Woody Allen Irrational Man

Quelle: Sony Pictures Classics

Kürzlich haben wir noch berichtet, dass Woody Allen demnächst seinen Einstand als Serienmacher für Amazon Studios geben wird, doch bevor es soweit ist, erwartet uns noch ein weiterer Kinofilm vom Meister der filmischen Neurosen. Dieser wurde bereits vergangenen Sommer in Newport, Rhode Island gedreht und war die zweite Zusammenarbeit von Allen mit Emma Stone, die bereits in seinem letzten Film, Magic in the Moonlight, mitgespielt hat. Hat Allen vielleicht eine neue Muse gefunden, nachdem er scheinbar keine Filme mehr mit Scarlett Johansson macht? Die männliche Hauptrolle in dem Film spielt Joaquin Phoenix (Inherent Vice), der damit, wie viele vor ihm, einen Ounkt von seiner Karriere-To-Do-Liste abhaken kann – einen Film unter Woody Allens Regie zu drehen. Ebenfalls dabei sind Parker Posey (Grace of Monaco) und Jamie Blackley (Wenn ich bleibe).
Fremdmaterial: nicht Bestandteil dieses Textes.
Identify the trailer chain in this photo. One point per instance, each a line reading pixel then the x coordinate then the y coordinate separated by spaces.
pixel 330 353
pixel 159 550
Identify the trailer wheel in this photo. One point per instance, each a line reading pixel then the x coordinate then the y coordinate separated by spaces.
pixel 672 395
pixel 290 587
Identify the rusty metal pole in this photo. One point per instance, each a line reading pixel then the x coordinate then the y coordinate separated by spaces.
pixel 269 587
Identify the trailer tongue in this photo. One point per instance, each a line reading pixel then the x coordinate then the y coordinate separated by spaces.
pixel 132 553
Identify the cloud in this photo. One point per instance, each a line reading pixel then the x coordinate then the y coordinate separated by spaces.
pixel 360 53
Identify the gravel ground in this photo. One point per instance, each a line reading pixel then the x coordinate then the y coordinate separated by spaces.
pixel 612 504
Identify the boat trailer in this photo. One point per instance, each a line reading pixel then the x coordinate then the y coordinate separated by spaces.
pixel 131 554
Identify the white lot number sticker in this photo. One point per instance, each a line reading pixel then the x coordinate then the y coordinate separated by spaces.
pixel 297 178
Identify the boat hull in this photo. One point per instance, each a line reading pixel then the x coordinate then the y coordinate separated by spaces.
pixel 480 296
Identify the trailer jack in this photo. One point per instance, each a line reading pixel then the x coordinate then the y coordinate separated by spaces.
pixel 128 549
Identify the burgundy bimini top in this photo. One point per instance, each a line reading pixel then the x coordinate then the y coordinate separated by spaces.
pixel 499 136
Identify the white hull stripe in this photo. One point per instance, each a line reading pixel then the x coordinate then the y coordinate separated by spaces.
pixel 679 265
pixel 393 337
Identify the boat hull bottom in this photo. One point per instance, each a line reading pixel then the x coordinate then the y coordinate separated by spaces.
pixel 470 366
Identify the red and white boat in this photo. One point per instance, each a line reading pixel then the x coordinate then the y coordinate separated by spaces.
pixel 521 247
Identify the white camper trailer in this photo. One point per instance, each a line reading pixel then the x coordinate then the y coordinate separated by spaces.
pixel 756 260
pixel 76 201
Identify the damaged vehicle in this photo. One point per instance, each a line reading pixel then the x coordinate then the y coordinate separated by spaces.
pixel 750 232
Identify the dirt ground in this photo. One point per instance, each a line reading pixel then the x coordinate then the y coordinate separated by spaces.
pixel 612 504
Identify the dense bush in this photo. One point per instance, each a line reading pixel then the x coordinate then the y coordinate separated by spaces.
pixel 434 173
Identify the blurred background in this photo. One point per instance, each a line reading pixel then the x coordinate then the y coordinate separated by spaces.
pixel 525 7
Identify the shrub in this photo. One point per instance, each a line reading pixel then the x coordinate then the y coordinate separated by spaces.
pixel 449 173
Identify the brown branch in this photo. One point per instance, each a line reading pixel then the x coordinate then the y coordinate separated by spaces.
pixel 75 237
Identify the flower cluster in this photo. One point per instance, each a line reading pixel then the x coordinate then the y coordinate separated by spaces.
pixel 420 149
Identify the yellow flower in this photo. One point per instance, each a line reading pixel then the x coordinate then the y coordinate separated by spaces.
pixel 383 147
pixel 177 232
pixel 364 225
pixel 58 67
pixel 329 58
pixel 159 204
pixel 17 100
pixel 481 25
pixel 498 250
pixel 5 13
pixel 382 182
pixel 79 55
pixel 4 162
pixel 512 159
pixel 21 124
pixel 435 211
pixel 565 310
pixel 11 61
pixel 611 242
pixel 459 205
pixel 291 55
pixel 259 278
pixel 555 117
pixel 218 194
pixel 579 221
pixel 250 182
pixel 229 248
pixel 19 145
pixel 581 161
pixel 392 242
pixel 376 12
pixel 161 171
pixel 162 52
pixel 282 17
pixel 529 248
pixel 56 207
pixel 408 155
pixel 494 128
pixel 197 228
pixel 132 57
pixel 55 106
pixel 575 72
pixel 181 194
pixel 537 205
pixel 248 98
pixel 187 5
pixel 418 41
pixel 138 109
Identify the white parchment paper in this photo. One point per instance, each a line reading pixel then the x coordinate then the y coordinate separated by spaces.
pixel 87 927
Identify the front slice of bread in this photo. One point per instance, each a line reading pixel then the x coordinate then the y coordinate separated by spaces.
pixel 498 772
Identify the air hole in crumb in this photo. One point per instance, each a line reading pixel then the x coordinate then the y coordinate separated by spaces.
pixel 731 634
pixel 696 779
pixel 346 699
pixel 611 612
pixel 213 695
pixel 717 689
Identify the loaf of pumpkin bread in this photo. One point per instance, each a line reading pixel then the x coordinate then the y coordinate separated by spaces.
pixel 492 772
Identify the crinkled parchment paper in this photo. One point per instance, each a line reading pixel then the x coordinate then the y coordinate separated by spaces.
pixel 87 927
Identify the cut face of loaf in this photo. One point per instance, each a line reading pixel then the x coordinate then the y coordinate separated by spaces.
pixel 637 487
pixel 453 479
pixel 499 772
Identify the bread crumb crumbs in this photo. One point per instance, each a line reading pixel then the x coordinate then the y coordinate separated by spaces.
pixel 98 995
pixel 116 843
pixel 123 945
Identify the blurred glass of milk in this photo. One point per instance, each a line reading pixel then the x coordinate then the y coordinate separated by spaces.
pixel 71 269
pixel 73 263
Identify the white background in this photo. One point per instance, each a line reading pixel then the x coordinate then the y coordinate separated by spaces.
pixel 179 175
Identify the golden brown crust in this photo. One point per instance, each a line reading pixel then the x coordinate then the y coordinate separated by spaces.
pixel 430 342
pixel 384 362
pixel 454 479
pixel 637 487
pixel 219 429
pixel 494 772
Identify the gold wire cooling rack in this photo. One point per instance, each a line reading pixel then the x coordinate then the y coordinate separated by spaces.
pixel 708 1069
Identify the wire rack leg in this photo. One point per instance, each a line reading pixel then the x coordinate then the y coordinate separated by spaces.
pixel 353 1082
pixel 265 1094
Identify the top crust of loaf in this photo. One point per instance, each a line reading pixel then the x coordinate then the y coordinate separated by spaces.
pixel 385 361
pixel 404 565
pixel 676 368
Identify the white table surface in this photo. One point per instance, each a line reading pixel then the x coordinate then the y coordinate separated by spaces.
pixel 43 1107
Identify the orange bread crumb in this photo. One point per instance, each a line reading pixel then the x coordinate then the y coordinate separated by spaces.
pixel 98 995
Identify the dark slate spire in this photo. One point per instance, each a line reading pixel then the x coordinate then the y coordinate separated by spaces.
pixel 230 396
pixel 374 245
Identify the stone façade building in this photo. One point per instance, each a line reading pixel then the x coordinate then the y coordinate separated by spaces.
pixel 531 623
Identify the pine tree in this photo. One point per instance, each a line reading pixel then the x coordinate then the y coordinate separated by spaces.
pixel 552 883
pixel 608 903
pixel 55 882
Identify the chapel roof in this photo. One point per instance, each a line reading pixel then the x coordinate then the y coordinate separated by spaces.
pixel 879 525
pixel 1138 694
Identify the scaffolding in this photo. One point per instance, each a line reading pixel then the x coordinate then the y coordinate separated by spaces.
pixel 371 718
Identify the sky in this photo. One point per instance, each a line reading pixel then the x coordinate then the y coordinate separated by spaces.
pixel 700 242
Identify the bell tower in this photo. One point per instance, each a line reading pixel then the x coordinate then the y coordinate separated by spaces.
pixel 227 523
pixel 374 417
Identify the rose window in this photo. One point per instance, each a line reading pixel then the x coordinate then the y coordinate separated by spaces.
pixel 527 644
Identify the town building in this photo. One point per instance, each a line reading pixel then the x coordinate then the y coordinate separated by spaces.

Der fertige Film hat jetzt einen Titel bekommen und heißt fortan Irrational Man – mit Sicherheit eine Anspielung auf das Buch "Irrational Man: A Study in Existential Philosophy" des Philosophen William Barret. Wie schon bei den letzten sechs Filmen von Allen hat auch hier Sony Pictures Classics die Vertriebsrechte für den Streifen erworben und wird ihn am 24.07. in die US-Kinos bringen – es ist der nahezu identische Starttermin zu Allens letzten beiden Filmen, Blue Jasmine und Magic in the Moonlight. Der deutsche Release könnte allerdings deutlich später erfolgen. So startete Blue Jasmine in Deutschland erst im November und Magic in the Moonlight gar im Dezember.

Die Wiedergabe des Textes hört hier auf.